Inter Parfums Inc.’s fourth-quarter results got a boost from the sizeable Burberry license termination fee.
On Tuesday evening, the company reported that net income attributable to the company for the fourth quarter was $99.6 million, or $3.24 a diluted share, compared with $4.1 million, or 13 cents a share, in the prior-year period, helped by the $198.8 million gain from the termination fee of the Burberry license.
Net sales for the quarter ended Dec. 31 declined 6.4 percent to $176.9 million, from $189.1 million. At constant exchange, revenues declined 7.7 percent.
Sales from the company’s European-based operations declined 10.1 percent to $152.4 million, while sales by U.S.-based operations surged 25.9 percent to $24.5 million.
For the year, net income attributable to the company was $131.1 million, or $4.26 a diluted share, from $32.3 million, or $1.05 a share a year earlier. Net sales for 2012 rose 6.3 percent to a record $654.1 million, or 9.4 percent at constant exchange.
Jean Madar, the company’s chairman and chief executive officer, stated, “The past year was highly eventful and productive for our company. In addition to achieving record sales and earnings in the absence of new major product launches, we added two new license agreements with iconic luxury fashion houses Karl Lagerfeld and Alfred Dunhill.”
On Wednesday, the company’s Paris-based subsidiary, Inter Parfums SA, reported that 2012 net profits rose 349 percent on-year, or 19 percent excluding items associated with the discontinuation of the Burberry license.
Net income was 135.9 million euros, or $174.7 million, for the 12 months ended Dec. 31.
Operating profits at the company advanced 360 percent to 212.8 million euros, or $273.6 million. Excluding the Burberry license discontinuation, operating income was up 23 percent on-year.
Income and expenses linked to the discontinuation of the Burberry fragrance and beauty products on Dec. 31 made for a net gain of 156.1 million euros, or $200.7 million.
Gross margin was 12 percent of sales.
Dollar figures are converted at average exchange for the period to which they refer.
As reported, Inter Parfums SA 2012 net sales increased 12 percent to 445.5 million euros, or $572.8 million, driven in part by the brands Montblanc, Jimmy Choo and Boucheron.
Inter Parfums SA chairman and ceo Philippe Benacin reiterated the company’s 2013 sales target of 300 million euros, or $391.7 at current exchange. The revenue figure takes into account the divestiture of the Burberry business.

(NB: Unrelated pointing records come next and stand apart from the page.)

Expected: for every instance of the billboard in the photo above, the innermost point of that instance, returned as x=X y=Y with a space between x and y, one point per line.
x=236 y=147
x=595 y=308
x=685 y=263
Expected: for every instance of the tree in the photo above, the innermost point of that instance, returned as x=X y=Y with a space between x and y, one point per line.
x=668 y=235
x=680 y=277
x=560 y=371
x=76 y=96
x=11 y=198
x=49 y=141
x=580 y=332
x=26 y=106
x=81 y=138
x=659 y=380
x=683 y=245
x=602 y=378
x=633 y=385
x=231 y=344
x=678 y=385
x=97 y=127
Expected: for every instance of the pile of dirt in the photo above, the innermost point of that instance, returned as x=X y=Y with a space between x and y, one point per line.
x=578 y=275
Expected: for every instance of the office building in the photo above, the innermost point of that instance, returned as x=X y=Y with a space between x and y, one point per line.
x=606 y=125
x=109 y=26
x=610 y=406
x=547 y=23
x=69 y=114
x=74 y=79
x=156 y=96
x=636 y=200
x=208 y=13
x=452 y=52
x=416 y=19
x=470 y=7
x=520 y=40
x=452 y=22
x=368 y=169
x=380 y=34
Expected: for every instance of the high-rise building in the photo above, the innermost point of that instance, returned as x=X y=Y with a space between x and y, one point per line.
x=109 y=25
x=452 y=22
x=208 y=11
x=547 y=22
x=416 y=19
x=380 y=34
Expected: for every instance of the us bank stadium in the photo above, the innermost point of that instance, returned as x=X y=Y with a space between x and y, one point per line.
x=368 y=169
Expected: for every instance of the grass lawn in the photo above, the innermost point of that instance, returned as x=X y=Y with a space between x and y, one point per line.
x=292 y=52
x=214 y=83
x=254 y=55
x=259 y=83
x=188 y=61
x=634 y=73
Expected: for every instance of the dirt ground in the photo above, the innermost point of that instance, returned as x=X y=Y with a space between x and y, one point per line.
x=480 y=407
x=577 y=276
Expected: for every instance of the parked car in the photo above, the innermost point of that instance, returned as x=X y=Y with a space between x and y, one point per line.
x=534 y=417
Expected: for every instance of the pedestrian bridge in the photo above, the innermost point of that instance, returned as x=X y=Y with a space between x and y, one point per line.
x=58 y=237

During a financial analyst meeting in Paris late on Wednesday afternoon, Benacin said there are numerous paths the company can take. One is to remain a pure player in perfumes and to sign on other licenses in the segment, although there is no urgency to do so. He added that there are very few acquisition opportunities, since few companies sell their brands these days.
“There are very few potential buys of new brands, new activities,” said Benacin. “We will look at cosmetics acquisitions — in skin care or makeup. We can look at luxury in a wider way since fashion, leather goods, spirits and watches are axes of research that can be interesting for us and counterbalance the fact that perfumery is all the time less sustainable. There are no potential acquisitions at all; there are no open discussions. It is just a path of research and we will go along it at a very reduced speed.”